Ma la tecnologia non è solo infrastruttura. È anche talento. Per attrarre e trattenere 500.000 professionisti di alto livello, l’Europa dovrebbe colmare un gap salariale e di opportunità stimato in 250 miliardi di euro in dieci anni. E mentre l’Europa costruisce, gli altri innovano: ogni anno di ritardo costa circa l’1% del Pil, ovvero 1.700 miliardi di euro in dieci anni. Un costo-opportunità che rischia di ampliare ulteriormente il divario competitivo.

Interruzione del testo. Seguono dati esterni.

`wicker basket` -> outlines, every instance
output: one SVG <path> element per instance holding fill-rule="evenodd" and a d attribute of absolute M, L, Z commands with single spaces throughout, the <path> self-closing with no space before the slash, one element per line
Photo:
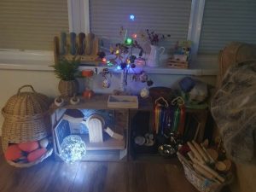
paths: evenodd
<path fill-rule="evenodd" d="M 219 192 L 224 186 L 229 184 L 232 180 L 231 174 L 227 176 L 226 181 L 224 183 L 207 179 L 196 172 L 190 165 L 183 160 L 184 157 L 181 156 L 180 154 L 177 154 L 177 158 L 183 166 L 186 178 L 201 192 Z"/>
<path fill-rule="evenodd" d="M 15 166 L 15 167 L 19 167 L 19 168 L 30 167 L 30 166 L 35 166 L 38 163 L 43 162 L 43 160 L 44 160 L 46 158 L 49 157 L 52 154 L 52 152 L 53 152 L 53 148 L 50 148 L 49 149 L 47 150 L 47 152 L 42 157 L 40 157 L 36 161 L 30 162 L 30 163 L 15 163 L 15 162 L 11 161 L 11 160 L 7 160 L 7 162 L 11 166 Z"/>
<path fill-rule="evenodd" d="M 21 92 L 28 87 L 31 92 Z M 49 136 L 49 99 L 34 90 L 32 85 L 20 87 L 16 95 L 11 96 L 2 113 L 4 117 L 2 131 L 3 150 L 9 143 L 38 141 Z"/>

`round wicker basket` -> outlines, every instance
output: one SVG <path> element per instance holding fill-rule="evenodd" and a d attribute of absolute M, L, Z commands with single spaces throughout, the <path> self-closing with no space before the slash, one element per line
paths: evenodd
<path fill-rule="evenodd" d="M 21 92 L 30 88 L 30 92 Z M 4 117 L 2 130 L 3 150 L 9 143 L 38 141 L 49 133 L 49 99 L 34 90 L 32 85 L 24 85 L 11 96 L 2 109 Z"/>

Partnership strategiche: la via sostenibile alla resilienza
Il totale? Circa 3.600 miliardi di euro. “Una fortezza tecnologica europea è economicamente insostenibile”, afferma Lundblad. “La vera soluzione è costruire partnership resilienti”. Non si tratta di rinunciare alla sovranità, ma di ridefinirla in chiave interdipendente. L’obiettivo non deve essere l’autarchia, ma la diversificazione delle dipendenze.

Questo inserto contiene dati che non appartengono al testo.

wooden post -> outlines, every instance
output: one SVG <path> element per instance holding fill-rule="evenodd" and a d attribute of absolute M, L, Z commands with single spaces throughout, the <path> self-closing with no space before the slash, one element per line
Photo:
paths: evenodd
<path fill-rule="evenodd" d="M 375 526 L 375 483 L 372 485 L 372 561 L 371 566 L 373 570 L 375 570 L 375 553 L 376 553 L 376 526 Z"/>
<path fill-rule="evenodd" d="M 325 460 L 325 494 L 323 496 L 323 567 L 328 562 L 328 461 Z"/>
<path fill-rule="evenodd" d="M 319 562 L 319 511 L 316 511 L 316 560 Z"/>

In questo scenario, l’Europa può diventare un hub di connessione tra ecosistemi tecnologici diversi. Collaborare con gli Stati americani per creare cornici regolatorie condivise. Avviare joint venture con l’India per lo sviluppo di semiconduttori. Stringere accordi con i Paesi Asean per digitalizzare le economie emergenti. “La ridondanza attraverso la diversificazione batte la forza isolata ogni volta”, sottolinea l’autore.
Il modello proposto da Cepa prevede un investimento di 300 miliardi di euro in dieci anni, dieci volte inferiore rispetto al piano di autosufficienza. Le risorse sarebbero destinate a laboratori congiunti, organismi di standardizzazione, fondi di co-investimento e capitale istituzionale per orchestrare le collaborazioni. Un approccio che punta a una resilienza significativa, non all’autosufficienza assoluta.
L’Europa come architetto dell’interdipendenza tecnologica
La sovranità digitale non si costruisce solo con investimenti, ma con visione geopolitica. L’Europa può scegliere di essere architetto dell’interdipendenza, contribuendo a definire standard, programmi di ricerca e modelli di governance. “Non si può ricreare la Silicon Valley con il solo denaro. Ma si possono creare le condizioni perché ingegneri indiani, ricercatori americani e imprenditori africani vogliano collaborare in Europa”, scrive Lundblad.
Il vantaggio competitivo europeo non sta nella scala, ma nella fiducia. Nella capacità di essere terreno neutro, curioso, aperto alla contaminazione. Un luogo dove le tradizioni tecnologiche si incontrano e si ibridano. “È un vantaggio che nessuna fabbrica di chip può comprare”.
Il vero test politico: resistere al richiamo dell’autarchia
Il vero banco di prova sarà politico. I leader europei dovranno resistere alla tentazione retorica dell’“indipendenza” e abbracciare la complessità della interdipendenza strategica. “Indipendenza suona forte, partnership suona debole. Ma cosa è più fragile: una fortezza da difendere o una rete in cui sei il nodo centrale?”, si chiede provocatoriamente Lundblad.
Il dibattito sulla sovranità digitale deve evolvere. Non si tratta più di scegliere tra dipendenza e indipendenza, ma di costruire un sistema distribuito di fiducia e cooperazione. L’Europa ha l’opportunità di guidare questa trasformazione, non come potenza isolata, ma come snodo centrale di un ecosistema globale.
Come conclude Lundblad, “l’‘Independence Moment’ europeo potrebbe essere, in realtà, un momento di interdipendenza”. Una scelta di maturità strategica, che riconosce i limiti dell’autarchia e valorizza la forza delle connessioni.